Rajat Gupta: Got it. Got it. That’s helpful. Maybe a follow-up on AN Finance. The loss rate there it seemed like it improved quite a bit from 1Q to 2Q, just the total contribution from that, unless I’m missing anything else in the other line item there, but curious if you could clarify that. And then any color you could share on how delinquencies or charge-offs tracked sequentially in that portfolio? And any near-term trends have changed your view around the ramp-up of that business? And how do you view penetration there progressing through the course of the year?
Joe Lower: Just one or two questions, Rajat. I’m happy to talk about AN Finance. So it is progressing. As you know, we kind of stepped into some headwinds, but it’s progressing with a lot of attention and a very positive direction. We are very deliberately increasing the penetration within the AutoNation USA stores, as I mentioned, and 20% of loans now are coming — of the AutoNation stores are through AN Finance. That’s allowed us to drive down costs. It’s allowed us to improve credit quality. And in a marketplace that generally the delinquencies have been a challenge with the industry continues to be a challenge, but we’ve mitigated that by expense discipline. We’ve mitigated that by portfolio pruning. And being very deliberate in how we continue to build the book.
That book is very rapidly becoming an AN Finance dominator — AutoNation’s dominated book, which will continue as that really is obviously aligned with our strategy of penetration of the customers. So from a contribution standpoint, you’re correct in that it’s had sequential improvement in each of the quarters. I expect that to continue. But as we’ve indicated, it will be at a very governed pace given the environment and given kind of our strategic initiatives. So is there anything else on AutoNation Finance I can address for you?
Rajat Gupta: No, I think that’s very clear. I appreciate it and I’ll get back in queue. Thank you.
Operator: Our next question comes from Michael Ward from Benchmark. Michael, please go ahead. Your line is now open.
Michael Ward: Thanks. Good morning, everyone. First off, Mike, you mentioned that you thought maybe the vehicle manufacturers might turn a little bit more to interest rate or lease incentives. Certainly, you’re down at lows, and we’ll see that increase. Does that have any impact, positive or negative on your F&I or variable gross margins on the new.
Mike Manley: OEMs are very, very adept and well practiced at making sure that the pressure is equally borne unfortunately.
Michael Ward: Okay.

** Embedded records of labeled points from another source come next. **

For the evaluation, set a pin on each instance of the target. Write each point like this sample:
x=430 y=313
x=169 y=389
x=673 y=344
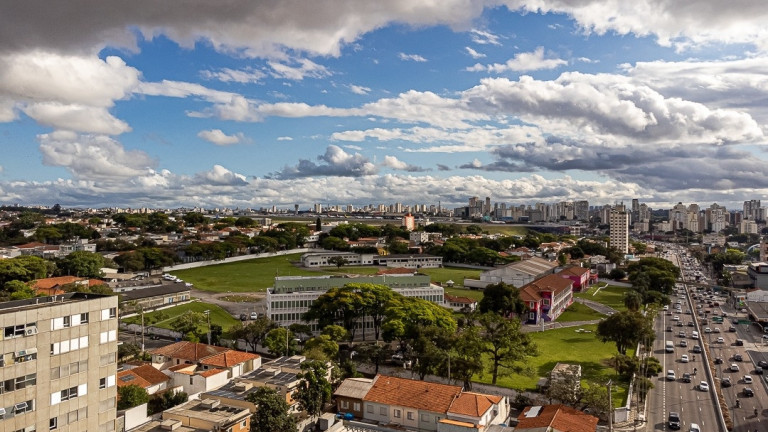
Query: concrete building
x=58 y=363
x=619 y=229
x=291 y=296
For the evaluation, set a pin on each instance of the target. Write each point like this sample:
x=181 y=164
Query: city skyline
x=258 y=104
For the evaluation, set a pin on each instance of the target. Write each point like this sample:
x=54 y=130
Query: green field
x=218 y=316
x=582 y=348
x=579 y=312
x=611 y=295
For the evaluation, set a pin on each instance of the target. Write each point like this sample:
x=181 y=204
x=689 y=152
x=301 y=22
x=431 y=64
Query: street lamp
x=208 y=315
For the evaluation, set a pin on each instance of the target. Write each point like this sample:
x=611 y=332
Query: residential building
x=58 y=362
x=547 y=297
x=517 y=273
x=291 y=296
x=619 y=229
x=555 y=418
x=201 y=416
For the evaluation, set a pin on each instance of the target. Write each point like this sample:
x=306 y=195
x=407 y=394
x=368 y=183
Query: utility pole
x=610 y=407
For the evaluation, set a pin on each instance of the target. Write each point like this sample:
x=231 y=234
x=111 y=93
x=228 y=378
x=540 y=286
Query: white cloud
x=474 y=54
x=302 y=68
x=216 y=136
x=356 y=89
x=484 y=37
x=411 y=57
x=244 y=76
x=522 y=62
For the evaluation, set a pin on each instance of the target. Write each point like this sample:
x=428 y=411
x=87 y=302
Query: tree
x=131 y=396
x=280 y=341
x=272 y=412
x=625 y=328
x=82 y=263
x=502 y=299
x=189 y=323
x=504 y=343
x=314 y=390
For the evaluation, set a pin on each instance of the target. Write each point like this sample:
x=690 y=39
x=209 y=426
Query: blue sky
x=253 y=104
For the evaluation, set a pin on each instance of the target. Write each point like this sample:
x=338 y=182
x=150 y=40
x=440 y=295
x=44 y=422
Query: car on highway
x=673 y=421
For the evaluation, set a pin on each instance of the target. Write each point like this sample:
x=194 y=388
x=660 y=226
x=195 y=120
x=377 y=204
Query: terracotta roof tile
x=473 y=404
x=559 y=418
x=419 y=395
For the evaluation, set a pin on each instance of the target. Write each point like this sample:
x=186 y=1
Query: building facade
x=58 y=363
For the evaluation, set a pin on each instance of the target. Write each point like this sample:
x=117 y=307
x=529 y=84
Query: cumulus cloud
x=242 y=76
x=93 y=157
x=474 y=54
x=396 y=164
x=335 y=162
x=411 y=57
x=522 y=62
x=216 y=136
x=356 y=89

Joe, you mentioned you talked about operating cash flow being $240 million. I think from what I can tell, most of the inventory increase was on the used side and that’s probably largely financed by non-trade floor plan, which is below the operating line. Are you including any of that increase in floor plan in your operating cash flow number of $240 million.

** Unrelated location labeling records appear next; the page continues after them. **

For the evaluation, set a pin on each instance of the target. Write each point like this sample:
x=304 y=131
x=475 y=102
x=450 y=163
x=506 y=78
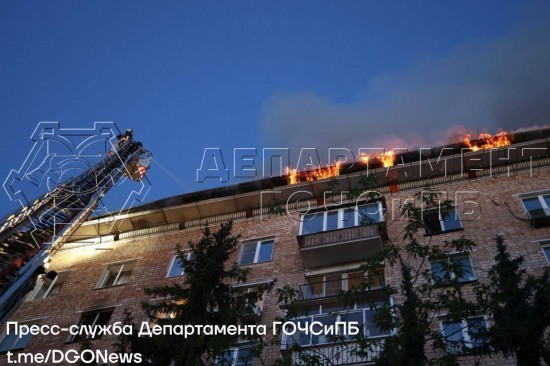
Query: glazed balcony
x=341 y=246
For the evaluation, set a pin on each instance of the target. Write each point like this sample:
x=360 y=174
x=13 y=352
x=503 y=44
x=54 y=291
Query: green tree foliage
x=205 y=295
x=520 y=308
x=409 y=312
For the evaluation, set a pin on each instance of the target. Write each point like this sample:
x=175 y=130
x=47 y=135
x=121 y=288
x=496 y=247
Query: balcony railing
x=337 y=354
x=335 y=247
x=324 y=289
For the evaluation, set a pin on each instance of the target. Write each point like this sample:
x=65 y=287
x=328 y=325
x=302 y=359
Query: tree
x=422 y=295
x=520 y=308
x=407 y=313
x=207 y=295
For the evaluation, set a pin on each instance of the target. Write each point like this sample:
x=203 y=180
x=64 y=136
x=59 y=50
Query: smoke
x=480 y=86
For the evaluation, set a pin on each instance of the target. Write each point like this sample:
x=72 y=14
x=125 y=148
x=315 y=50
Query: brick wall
x=153 y=254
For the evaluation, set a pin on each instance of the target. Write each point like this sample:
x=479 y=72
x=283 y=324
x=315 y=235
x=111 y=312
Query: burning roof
x=388 y=159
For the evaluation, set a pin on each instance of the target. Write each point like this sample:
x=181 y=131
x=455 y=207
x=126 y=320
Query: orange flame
x=387 y=159
x=329 y=171
x=487 y=141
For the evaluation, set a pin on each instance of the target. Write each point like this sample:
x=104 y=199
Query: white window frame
x=339 y=318
x=173 y=261
x=341 y=217
x=542 y=202
x=545 y=244
x=72 y=337
x=40 y=282
x=344 y=280
x=258 y=243
x=453 y=275
x=18 y=343
x=103 y=279
x=235 y=355
x=465 y=330
x=453 y=211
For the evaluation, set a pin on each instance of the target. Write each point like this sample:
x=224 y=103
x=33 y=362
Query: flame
x=487 y=141
x=387 y=159
x=329 y=171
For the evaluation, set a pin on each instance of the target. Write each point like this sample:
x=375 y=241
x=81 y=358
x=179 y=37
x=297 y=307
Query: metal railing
x=323 y=289
x=342 y=235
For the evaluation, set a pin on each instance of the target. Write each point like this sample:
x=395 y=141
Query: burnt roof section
x=273 y=182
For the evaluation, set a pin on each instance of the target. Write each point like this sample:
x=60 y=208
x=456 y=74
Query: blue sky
x=191 y=75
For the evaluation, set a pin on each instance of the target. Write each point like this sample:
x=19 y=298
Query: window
x=360 y=313
x=90 y=321
x=333 y=284
x=48 y=285
x=257 y=251
x=13 y=342
x=545 y=245
x=342 y=218
x=538 y=209
x=464 y=335
x=117 y=274
x=435 y=222
x=236 y=357
x=454 y=268
x=176 y=265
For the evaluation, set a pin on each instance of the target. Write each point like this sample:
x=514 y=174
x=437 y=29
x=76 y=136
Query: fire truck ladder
x=30 y=235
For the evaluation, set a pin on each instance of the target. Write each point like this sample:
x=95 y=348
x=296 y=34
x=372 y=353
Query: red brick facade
x=499 y=211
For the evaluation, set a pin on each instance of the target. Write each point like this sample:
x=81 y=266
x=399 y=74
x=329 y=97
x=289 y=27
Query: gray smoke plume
x=481 y=86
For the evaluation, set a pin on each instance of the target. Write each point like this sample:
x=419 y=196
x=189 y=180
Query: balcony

Joe Lower: No. When we talk about — so you are correct, and you understand the nuances of the accounting associated with trade and nontrade. So when we talk about it, and we’re going to try to make sure we clarify this further. When we talk about the $230 million that does have used floorplan in it, and that is the benefit of the increase of the used floorplan. And so it’s really a matter of tracking both what shows up in operations on the cash flow statement and effectively paid through the cash flow which is the financing activity. So you are correct.
Michael Ward: Okay. So that — and then you also had the seasonal $190 million in the care side…?
Joe Lower: Yes, that the way that — Yes, the way that the tax payments go, Q2 is an opportunity to contribute to our government. So that is always going to be the quarter where we have the substantial tax payments.